Upon examining the test errors of the evaluated models, we notice
only a slight difference between the top-performing ones -lasso and
ridge- closely followed by PCR. On the other hand, the linear model
using the “best subset” of predictors showed the weakest performance,
though not significantly worse than the others. Looking at the R-squared
values, we find a similar ranking, with lasso performing the best (0.38)
and the linear model the worst (0.33). Overall, the models don’t excel
in predicting crim, but the lasso method stood out with the
best performance in both test error and percent of variance explained.
Hence, I suggest using the lasso method with cross-validation to find
the best lambda as the optimal approach for prediction purposes.
(c) Does your chosen model involve all of the features in
the data set?

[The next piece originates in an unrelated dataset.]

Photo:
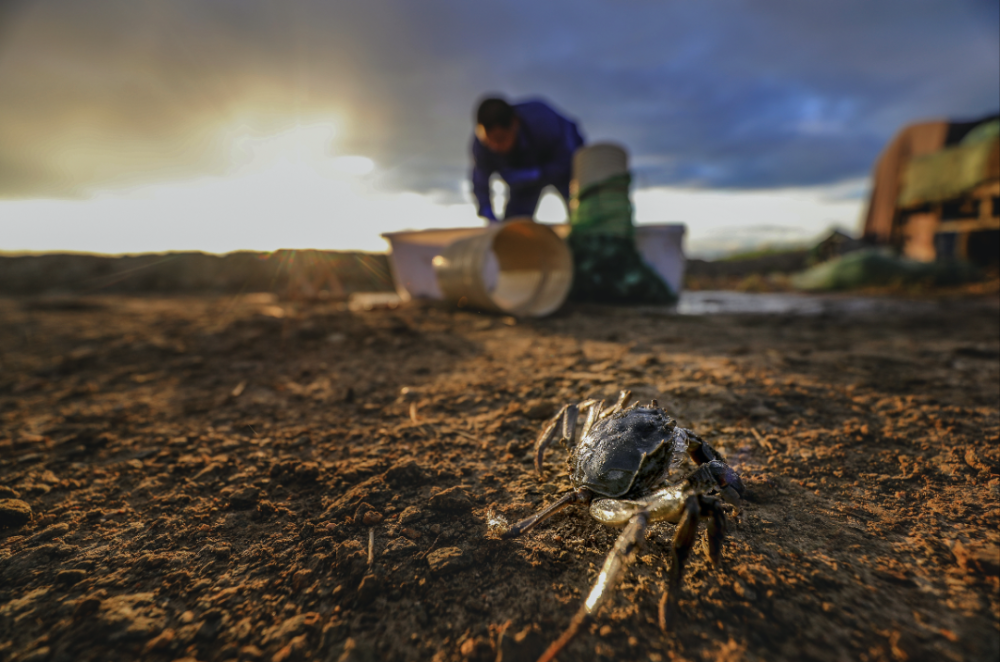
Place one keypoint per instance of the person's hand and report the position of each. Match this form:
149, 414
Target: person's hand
521, 177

Why or why not?
My chosen model involves all predictors. However, while the lasso method
does not involve variable selection, it may shrink some coefficients to
zero. As illustrated below, the model retains 7 non-zero coefficients
(not including the intercept). In other words, the lasso includes all
predictors in the model, but it also reduces the impact of some
predictors by shrinking their coefficients to zero.

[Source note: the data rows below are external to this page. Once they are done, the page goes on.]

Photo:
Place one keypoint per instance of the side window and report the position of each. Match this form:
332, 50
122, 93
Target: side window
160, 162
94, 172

# Finding number of non-zero coefficients:
lasso.coef <- predict(lasso.fit, type = "coefficients", s = lasso.best.lambda)[2:13,]
lasso.coef
## zn indus chas nox rm age
## 0.04929413 -0.11619299 -0.17398359 0.00000000 0.00000000 0.00000000
## dis rad tax ptratio lstat medv
## -0.80414243 0.52577506 0.00000000 0.00000000 0.13745178 -0.20155505
length(lasso.coef[lasso.coef != 0])
## [1] 7